1/19/2017

1930s Regal-made Slingerland MayBell Parlor Guitar





Among old-time players, these old Regal-made MayBells keep getting more and more popular. I suppose it has to do with the warmer, sweeter sound of the transverse ladder bracing on them compared to "regular" ladder bracing and the fact that they're relatively plentiful in the market. The unintended Maybell Carter tie-in on the headstock might help, too!

I've worked on a lot of Regals of this same general make and this one is a little more gussied-up with a fancy decal on the lower bout and binding on the back and top, but the body is the usual spruce-over-birch deal and the neck is poplar with a stained-maple fretboard -- standard-issue. It's like a non-sunburst, slightly-less-fancy version of the #7 model of the time. It has a woody, open sound and, after work, plays great with 1/16" DGBE and 3/32" EA action, at the 12th fret, strung with 50w-11 strings.
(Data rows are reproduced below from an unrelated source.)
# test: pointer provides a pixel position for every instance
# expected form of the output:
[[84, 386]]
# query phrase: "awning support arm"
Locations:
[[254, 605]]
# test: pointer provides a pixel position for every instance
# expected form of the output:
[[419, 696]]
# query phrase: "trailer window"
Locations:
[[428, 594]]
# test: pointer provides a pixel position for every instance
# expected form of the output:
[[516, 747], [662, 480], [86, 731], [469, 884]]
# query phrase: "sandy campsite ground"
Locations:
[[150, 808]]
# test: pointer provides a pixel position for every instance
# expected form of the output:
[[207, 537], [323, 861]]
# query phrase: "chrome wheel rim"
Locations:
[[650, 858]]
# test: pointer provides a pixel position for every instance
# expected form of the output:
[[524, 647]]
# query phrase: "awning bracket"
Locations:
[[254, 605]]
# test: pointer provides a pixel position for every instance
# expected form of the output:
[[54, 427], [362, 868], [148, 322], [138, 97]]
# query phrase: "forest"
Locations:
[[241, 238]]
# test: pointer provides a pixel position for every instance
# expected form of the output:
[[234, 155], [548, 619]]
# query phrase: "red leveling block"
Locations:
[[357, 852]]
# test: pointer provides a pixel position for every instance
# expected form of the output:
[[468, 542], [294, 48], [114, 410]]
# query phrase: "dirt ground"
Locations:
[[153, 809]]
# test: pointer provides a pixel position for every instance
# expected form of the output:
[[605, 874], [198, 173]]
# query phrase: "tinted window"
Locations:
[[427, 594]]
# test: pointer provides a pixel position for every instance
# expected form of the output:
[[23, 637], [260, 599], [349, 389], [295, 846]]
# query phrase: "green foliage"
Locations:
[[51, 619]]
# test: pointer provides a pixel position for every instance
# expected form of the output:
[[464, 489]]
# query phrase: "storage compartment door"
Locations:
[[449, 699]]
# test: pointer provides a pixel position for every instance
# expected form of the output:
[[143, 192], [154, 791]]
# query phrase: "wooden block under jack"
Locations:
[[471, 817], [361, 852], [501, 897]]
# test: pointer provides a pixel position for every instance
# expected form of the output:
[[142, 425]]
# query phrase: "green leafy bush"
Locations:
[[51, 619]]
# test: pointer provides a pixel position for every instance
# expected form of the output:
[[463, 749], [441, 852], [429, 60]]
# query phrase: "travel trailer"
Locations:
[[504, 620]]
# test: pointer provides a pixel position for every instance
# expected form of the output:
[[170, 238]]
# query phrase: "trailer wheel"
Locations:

I did this one up for a customer and it needed a new bridge, fret level/dress, side dots, a new saddle, and a good setup. Some other work had been done in the past and the neck angle was ok, so I left all that alone.


The only cracks on the guitar are on the back and a longish hairline in the fretboard (which tend to dry out like mad).


The bone nut is a wide 1 7/8" and appears to be old, if not original. The tuners, interestingly, are the same type used on Gibson/Kalamazoo products from the same time. I'm used to seeing the simple "flat plate" types on these.


The brass frets still have decent height after the fret level/dress job. I added side dots per the customer's request.


The instrument has a short, 24" scale length -- which is within 1/8" of what Harmony and Kay were also mostly using for their "standard sized" guitars -- with 13" lower bouts like this one.



The new bridge is a black-stained rosewood one with a Kay/Stromberg-Voisinet-style pointed "belly." It looks authentic enough for the period but has a drop-in, compensated saddle slot and a bit more grab on the guitar's top for increased stability.


The decal is clean, isn't it?



The back and sides (birch) are stained black, as well as the neck.



There was a somewhat-lame black plastic strap button on here which I replaced with this older-looking, Gibson-style button.